More alarming were Richard Nixon’s last years at the White House. After a good many evening martinis, he would call Henry Kissinger, and the secretary of state would grin silently as he passed around the telephone so that others could listen to their commander in chief’s unbalanced ramblings. Since Nixon was in a position to blow us all up, this suggests a somewhat esoteric sense of humor on Kissinger’s part…
In 1911, Winston Churchill wrote to his wife about Prime Minister H.H. Asquith: “On Thursday night the PM was very bad: and I squirmed with embarrassment. He could hardly speak and many people noticed his condition. … [O]nly the persistent freemasonry of the House of Commons prevents a scandal.”

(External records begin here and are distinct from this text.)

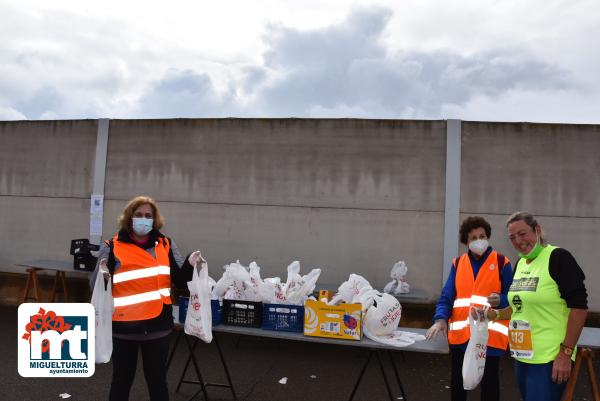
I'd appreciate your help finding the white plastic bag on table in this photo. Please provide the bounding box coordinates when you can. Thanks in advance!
[329,273,373,305]
[184,263,212,343]
[363,291,402,336]
[462,310,488,390]
[223,260,250,300]
[92,272,114,363]
[285,262,321,305]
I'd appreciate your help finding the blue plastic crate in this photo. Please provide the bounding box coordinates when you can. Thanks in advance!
[221,299,263,328]
[179,297,221,326]
[262,304,304,333]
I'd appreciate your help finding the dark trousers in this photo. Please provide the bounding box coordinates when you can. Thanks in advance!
[450,348,500,401]
[515,361,567,401]
[109,336,169,401]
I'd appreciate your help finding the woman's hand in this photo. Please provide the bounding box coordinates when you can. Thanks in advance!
[552,350,571,384]
[488,292,500,308]
[98,258,110,280]
[425,319,448,340]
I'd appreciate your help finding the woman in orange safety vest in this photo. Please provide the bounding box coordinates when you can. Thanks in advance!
[427,216,513,401]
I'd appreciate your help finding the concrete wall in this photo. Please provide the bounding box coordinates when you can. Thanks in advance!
[0,119,600,310]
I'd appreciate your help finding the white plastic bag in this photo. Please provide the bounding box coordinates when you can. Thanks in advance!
[92,272,114,363]
[462,310,488,390]
[328,273,373,305]
[184,263,212,343]
[383,260,410,295]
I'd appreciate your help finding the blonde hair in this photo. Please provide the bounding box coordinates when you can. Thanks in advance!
[118,196,165,234]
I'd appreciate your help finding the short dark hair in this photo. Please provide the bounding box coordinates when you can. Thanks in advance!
[118,196,165,234]
[458,216,492,245]
[506,211,546,244]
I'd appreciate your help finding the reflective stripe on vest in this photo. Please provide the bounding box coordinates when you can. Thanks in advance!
[112,236,171,321]
[448,319,508,336]
[113,266,171,284]
[448,251,508,349]
[115,288,171,307]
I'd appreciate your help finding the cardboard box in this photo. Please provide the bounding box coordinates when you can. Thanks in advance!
[304,300,362,340]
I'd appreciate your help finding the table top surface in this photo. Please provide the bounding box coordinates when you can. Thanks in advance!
[16,259,91,274]
[577,327,600,349]
[213,324,449,354]
[315,283,430,303]
[173,305,449,354]
[173,305,600,354]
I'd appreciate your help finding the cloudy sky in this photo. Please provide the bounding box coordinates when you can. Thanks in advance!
[0,0,600,124]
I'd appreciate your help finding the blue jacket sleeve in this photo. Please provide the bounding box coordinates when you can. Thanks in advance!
[433,265,458,321]
[498,260,514,309]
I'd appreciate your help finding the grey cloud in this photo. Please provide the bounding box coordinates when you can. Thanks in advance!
[135,70,235,118]
[247,9,572,118]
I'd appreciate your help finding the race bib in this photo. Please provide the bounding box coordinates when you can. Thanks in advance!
[508,320,533,359]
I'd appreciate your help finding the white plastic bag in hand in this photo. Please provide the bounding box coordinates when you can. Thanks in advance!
[184,262,212,343]
[92,273,114,363]
[462,309,488,390]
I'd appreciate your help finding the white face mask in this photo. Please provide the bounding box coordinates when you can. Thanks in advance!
[131,217,154,237]
[469,239,490,255]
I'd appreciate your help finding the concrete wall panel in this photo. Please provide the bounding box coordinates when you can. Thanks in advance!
[105,201,443,299]
[456,214,600,311]
[461,122,600,217]
[0,196,90,273]
[106,119,446,211]
[0,120,97,198]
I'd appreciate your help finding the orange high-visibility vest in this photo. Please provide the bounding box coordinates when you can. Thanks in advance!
[112,235,171,321]
[448,251,508,349]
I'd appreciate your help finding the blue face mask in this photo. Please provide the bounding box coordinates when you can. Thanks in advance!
[131,217,154,236]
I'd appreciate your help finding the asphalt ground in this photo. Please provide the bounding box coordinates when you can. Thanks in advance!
[0,307,600,401]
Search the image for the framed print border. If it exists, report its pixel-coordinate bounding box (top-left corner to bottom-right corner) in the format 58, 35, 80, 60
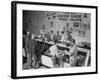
11, 1, 98, 79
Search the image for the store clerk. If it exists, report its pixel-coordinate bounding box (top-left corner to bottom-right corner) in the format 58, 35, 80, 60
49, 39, 58, 67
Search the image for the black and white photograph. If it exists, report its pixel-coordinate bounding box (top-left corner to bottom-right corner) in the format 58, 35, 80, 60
12, 2, 97, 78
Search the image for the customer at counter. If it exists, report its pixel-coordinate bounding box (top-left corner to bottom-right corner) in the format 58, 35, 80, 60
56, 31, 61, 41
49, 40, 58, 67
50, 31, 54, 41
28, 34, 36, 68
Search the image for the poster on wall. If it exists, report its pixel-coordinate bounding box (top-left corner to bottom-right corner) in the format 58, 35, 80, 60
11, 1, 97, 79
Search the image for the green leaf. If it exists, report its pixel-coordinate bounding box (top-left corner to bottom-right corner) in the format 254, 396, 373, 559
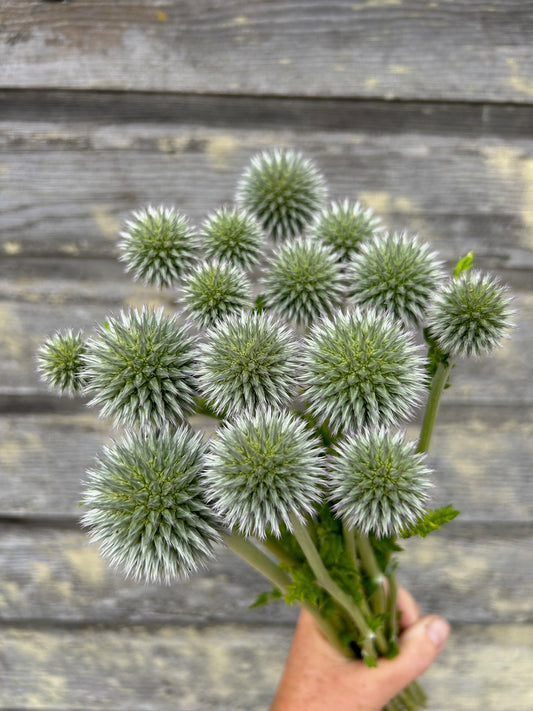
453, 252, 474, 279
401, 505, 460, 538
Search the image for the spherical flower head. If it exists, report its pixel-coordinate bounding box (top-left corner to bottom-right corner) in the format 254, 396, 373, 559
84, 307, 196, 427
310, 200, 383, 262
428, 270, 514, 357
264, 238, 344, 326
301, 308, 426, 432
37, 329, 85, 395
118, 206, 199, 288
203, 410, 323, 538
328, 428, 432, 538
346, 232, 444, 328
198, 312, 299, 417
237, 150, 326, 240
182, 260, 252, 328
82, 427, 220, 583
200, 207, 263, 269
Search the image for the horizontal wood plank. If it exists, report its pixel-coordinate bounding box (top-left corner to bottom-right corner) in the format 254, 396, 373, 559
0, 0, 533, 103
0, 625, 533, 711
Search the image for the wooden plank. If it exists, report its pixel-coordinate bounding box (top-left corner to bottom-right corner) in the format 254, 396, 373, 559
0, 402, 533, 522
0, 121, 533, 281
0, 0, 533, 103
0, 519, 533, 626
0, 625, 533, 711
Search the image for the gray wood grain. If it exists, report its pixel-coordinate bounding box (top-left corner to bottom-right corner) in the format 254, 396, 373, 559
0, 0, 533, 103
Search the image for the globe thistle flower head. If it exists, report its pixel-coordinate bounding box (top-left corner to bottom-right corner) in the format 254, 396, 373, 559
83, 307, 195, 427
264, 238, 344, 326
118, 206, 199, 288
328, 428, 432, 538
237, 150, 326, 241
200, 207, 263, 269
37, 329, 85, 396
82, 427, 220, 583
310, 200, 383, 262
182, 260, 252, 328
346, 232, 444, 328
301, 308, 427, 432
428, 269, 514, 357
197, 312, 299, 417
203, 410, 324, 538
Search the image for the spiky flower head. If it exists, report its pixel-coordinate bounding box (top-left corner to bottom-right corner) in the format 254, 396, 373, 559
346, 232, 444, 328
310, 200, 383, 261
182, 260, 252, 328
197, 312, 299, 416
118, 205, 199, 288
200, 207, 263, 269
264, 238, 344, 326
82, 427, 220, 583
203, 410, 323, 538
83, 306, 195, 427
37, 329, 85, 395
328, 428, 432, 538
237, 150, 326, 240
428, 270, 514, 356
301, 308, 426, 432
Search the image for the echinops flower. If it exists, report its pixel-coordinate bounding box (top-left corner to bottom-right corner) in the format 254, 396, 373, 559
328, 428, 432, 538
203, 410, 324, 538
237, 150, 326, 241
82, 427, 221, 583
37, 329, 85, 395
182, 259, 252, 328
428, 270, 514, 357
118, 205, 199, 288
197, 312, 299, 417
200, 207, 263, 269
309, 200, 383, 262
346, 232, 444, 328
301, 308, 426, 432
264, 238, 344, 326
83, 307, 195, 427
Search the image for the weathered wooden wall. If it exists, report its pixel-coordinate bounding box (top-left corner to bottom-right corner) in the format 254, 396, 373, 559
0, 0, 533, 711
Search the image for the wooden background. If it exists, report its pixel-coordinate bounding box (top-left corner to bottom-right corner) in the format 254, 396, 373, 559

There is a certain irony here, given Churchill’s own reputation. Few people ever saw him grossly drunk, but in 1935, Neville Chamberlain reported almost good-naturedly that “Winston makes a good many speeches considerably fortified by cocktails and old brandies,” and his all-day-long consumption of champagne, whisky, and brandy, not least in the years 1940-45, would have him marked down by many contemporary doctors as a functional alcoholic.